Aluru Venkata Rao was a student of Bal Gangadhar Tilak and a contemporary of Veer Savarkar. Now both Lokmanya and Savarkar are national figures, but Aluru Venkata Rao is not very famous outside Karnataka. But this doesn’t matter, since he is one of the greatest Kannadigas of all time who fought for Kannada. His work Karnataka Gatha Vaibhava is a masterpiece which instilled a feeling of pride in Kannadigas who had fallen into a slumber after the fall of the Vijayanagara Empire.
Okay, enough with the sweets. Let’s sample some some mirchi (chilli) bhajji. Although not exclusive to this region, the variant found in North Karnataka is very delicious — particularly in the Hyderabad Karnataka region. Try the Gulbarga cut bhajji once — you’ll never feel the same way about this dish again.
I probably should have included this before the food… but the thought of Dharwad pedha carried me away. North Karnataka is rich in history — most of the larger and more powerful empires ruled from this area. The Kadambas ruled from Banavasi (coastal, but still part of the North), the Chalukyas from Badami.

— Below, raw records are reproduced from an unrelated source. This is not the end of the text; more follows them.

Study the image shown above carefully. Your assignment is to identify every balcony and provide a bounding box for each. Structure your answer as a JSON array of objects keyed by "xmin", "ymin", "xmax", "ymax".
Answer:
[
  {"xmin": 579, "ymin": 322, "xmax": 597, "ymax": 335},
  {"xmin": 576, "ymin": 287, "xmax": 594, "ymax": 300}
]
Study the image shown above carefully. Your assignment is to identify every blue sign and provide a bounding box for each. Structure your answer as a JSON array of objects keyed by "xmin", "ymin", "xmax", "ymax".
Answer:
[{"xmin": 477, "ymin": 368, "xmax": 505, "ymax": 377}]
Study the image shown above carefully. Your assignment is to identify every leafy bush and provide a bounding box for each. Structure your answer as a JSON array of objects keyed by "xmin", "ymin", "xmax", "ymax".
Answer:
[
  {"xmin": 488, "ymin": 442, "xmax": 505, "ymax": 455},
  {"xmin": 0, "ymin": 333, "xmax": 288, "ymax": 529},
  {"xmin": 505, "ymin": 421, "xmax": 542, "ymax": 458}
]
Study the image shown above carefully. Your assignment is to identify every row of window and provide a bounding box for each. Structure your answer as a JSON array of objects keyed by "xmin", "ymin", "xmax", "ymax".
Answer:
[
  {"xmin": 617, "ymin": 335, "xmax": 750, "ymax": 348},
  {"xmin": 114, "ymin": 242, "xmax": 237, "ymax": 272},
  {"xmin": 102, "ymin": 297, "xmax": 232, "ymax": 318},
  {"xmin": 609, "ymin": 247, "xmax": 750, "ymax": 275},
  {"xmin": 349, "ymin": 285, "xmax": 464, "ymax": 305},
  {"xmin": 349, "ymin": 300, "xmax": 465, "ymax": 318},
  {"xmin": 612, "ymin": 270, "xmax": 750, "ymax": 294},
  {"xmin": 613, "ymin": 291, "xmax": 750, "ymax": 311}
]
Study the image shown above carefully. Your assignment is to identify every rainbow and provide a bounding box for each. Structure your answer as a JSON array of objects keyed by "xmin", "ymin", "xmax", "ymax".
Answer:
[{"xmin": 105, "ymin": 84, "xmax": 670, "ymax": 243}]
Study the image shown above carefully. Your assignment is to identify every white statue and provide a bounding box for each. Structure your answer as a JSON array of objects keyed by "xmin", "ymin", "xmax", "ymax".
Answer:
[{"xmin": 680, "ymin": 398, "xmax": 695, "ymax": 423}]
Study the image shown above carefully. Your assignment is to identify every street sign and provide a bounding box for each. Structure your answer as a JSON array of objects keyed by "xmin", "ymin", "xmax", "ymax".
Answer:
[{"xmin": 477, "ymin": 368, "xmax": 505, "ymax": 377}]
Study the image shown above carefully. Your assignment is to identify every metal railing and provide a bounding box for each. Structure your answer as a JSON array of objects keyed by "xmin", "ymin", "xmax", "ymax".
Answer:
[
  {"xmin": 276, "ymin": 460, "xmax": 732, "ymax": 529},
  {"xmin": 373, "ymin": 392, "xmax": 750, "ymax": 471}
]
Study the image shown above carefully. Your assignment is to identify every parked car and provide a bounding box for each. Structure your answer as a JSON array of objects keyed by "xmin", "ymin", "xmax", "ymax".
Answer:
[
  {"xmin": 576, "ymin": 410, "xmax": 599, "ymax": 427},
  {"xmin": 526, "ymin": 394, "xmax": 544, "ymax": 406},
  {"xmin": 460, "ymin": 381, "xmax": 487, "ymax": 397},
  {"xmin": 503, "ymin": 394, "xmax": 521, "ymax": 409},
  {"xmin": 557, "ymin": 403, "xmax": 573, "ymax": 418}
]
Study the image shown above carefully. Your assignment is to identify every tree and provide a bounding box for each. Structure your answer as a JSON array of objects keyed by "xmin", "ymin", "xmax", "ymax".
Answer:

The Rashtrakutas ruled from Manyakheta (modern-day Malkhed in Gulbarga district), the Western Chalukyas ruled from Kalyani, and the most glorious of them all — the Vijayanagara Empire — ruled from Hampi.
Apart from these, the Deccan Sultanate and the Bahmani Sultanate also left their mark on the North. Some architecture from this time includes the Gol Gumbaz of Bijapur, the Jama Masjid of Gulbarga, and the Bidar Fort.
Karnataka is famous for Carnatic music. The Northern part of the state has given us some outstanding musicians — in both the Carnatic and Hindustani styles. The legendary Dasas and Sharanas have included the likes of Purandara Dasa, Vijaya Dasa, Jagannatha Dasa, Kanaka Dasa, and Basavanna.
North Karnataka is possibly the literary hub of the Kannada language, with Dharwad being its literary capital. The legendary Pampa, Ronna, and Ranna were all from the North, as was the great Kumaravyasa. More recently, D. R. Bendre, V. K. Gokak, Girish Karnad, and Chandrashekar Kambar are all from the North.
Yashwant Sardeshpande is a famous theater artist and playwright; his plays have had more than 500 shows across Karnataka. He wrote all the dialogue for Kamal Hassan in Rama Shama Bhama. Radhika Pandit is also from Uttara Kannada district. Atul Kulkarni is from Belagavi.
The famous writer and lyricist Jayant Kaikini is from Uttara Kannada. Also, although famous director, lyricist, singer, and master of all trades Yogaraj Bhat (Bhatru) is from Udupi, he spent a large part of his life in Dharwad. Even in Telugu cinema, North Karnataka has contributed a lot. Telugu actor Srikanth is originally from Gangavati. The famous director S. S. Rajamouli was born and brought up in Raichur.
Sunil Joshi was a boy from Gadag who used to run 40 km from his village just so he could play cricket. His dedication paid off; he represented India regularly in international cricket from 1996 to 1999. Sunil Joshi is also one of the most decorated players in the Ranji Trophy and has many records to his name.
Kittur Rani Chennamma and Krantiveera Sangolli Rayanna are two famous freedom fighters from Karnataka. Lieutenant General Ramesh Halagali from Bagalkot is the Deputy Chief of the Army Staff and a recipient of the Param Vishisht Seva medal.
These are just some of the contributions of North Karnataka to Karnataka and India. If you asked me the biggest contribution, I would have to say the state of Karnataka itself — the North was the backbone for the Karnataka Ekikarana Movement, and Aluru Venkata Rao was the undisputed leader of the movement.